The Election: Week Two
Hell hath no fury like a former Australian prime minister scorned. First it was Paul Keating ripping into Bob Hawke over a new biography written by the Silver Bodgie's wife, Blanche d'Alpuget. "I carried you through the whole 1984-1987 parliament, insisting you look like the prime minister," wrote Keating, using the same withering invective he had once aimed at the Liberals. "No other prime minister would have survived going missing for that long. But with my help, you were able to."
Now Kevin Rudd stands accused of leaking a story to the press that has badly damaged his successor, Julia Gillard - an accusation which he denies. The story came from Channel Nine's legendary political editor, Laurie Oakes, who once employed Kevin Rudd as a cleaner at his Canberra home. Now, allegedly, the cleaner has turned into a muck-raker: the disher of political dirt.
In his story, Oakes claimed that Julia Gillard had opposed two of the Labor government's marquee policies while she was the deputy prime minister, namely paid parental leave and an increase in pensions. It dominated the election for much of the week, and, in the parlance of modern-day campaigning, took Julia Gillard seriously "off-message". Rather than "Moving Australia Forward," the mantra of the ALP campaign, Ms Gillard was forced to revisit once-secret Cabinet battles of the past.

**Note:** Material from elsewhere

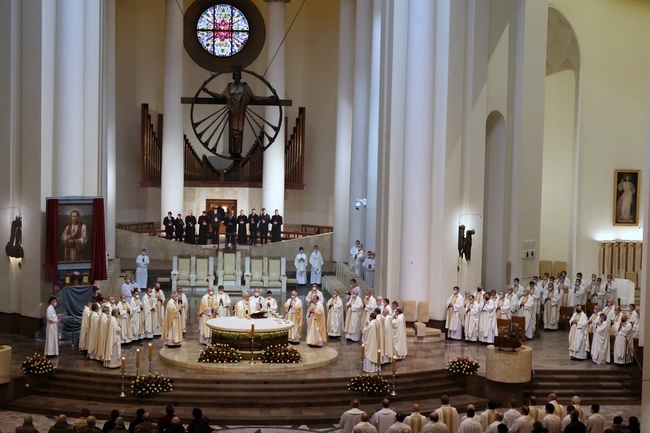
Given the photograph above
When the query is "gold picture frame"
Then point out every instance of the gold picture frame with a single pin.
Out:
(627, 184)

It was not so much a wiki-leak as a wimpy leak, according to yet another former Labor leader Mark Latham, the author of the eponymous and potty-mouthed diaries. "It's the coward's way to get on the blower with Laurie Oakes and say, 'I'll tell you this but you're not allowed to identify me'," Mr Latham told Sky News. "It's the snake's way. So I challenge Kevin Rudd to be a man, to be honest, to have some honour and actually, if he feels this strongly about it, put his name to his words." Again, it is worth pointing out that Mr Rudd has denied being the source of the leak.

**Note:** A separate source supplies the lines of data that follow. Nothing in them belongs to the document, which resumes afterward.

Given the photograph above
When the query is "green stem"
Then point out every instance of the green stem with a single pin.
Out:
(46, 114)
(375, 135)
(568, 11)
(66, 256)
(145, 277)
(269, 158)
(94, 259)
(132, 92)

In a press conference dealing with these allegations, some commentators were impressed with Julia Gillard's forceful performance. Peter Hartcher of the Sydney Morning Herald called it a "leaderlike display" - "It was not Gillard the slick with the fake quick fix". But he opened his column with a piece of analysis which reflects how a once-admiring press gallery has quickly turned against the new Prime Minister: "The paint of Julia Gillard's bright and shiny prime ministerial image is cracking and peeling under the searing lights of prime ministerial scrutiny."
This week she has appeared in a 13-page photo shoot for Women's Weekly, looking glossy, glamorous and even seductive. But moonlighting as a model may well be unhelpful at a time when, as her declining approval ratings and poll numbers demonstrate, more Australians are asking whether she can adequately perform her day job.
Labor is wobbling badly, and the early momentum in this campaign is unquestionably with Tony Abbott. So the Liberal leader will have taken particular delight at the headline in this morning's Sydney Morning Herald. And so, too, I dare say, did the man that he thought he would be facing in this year's election: "Save Us: ALP's desperate plea to Kevin Rudd."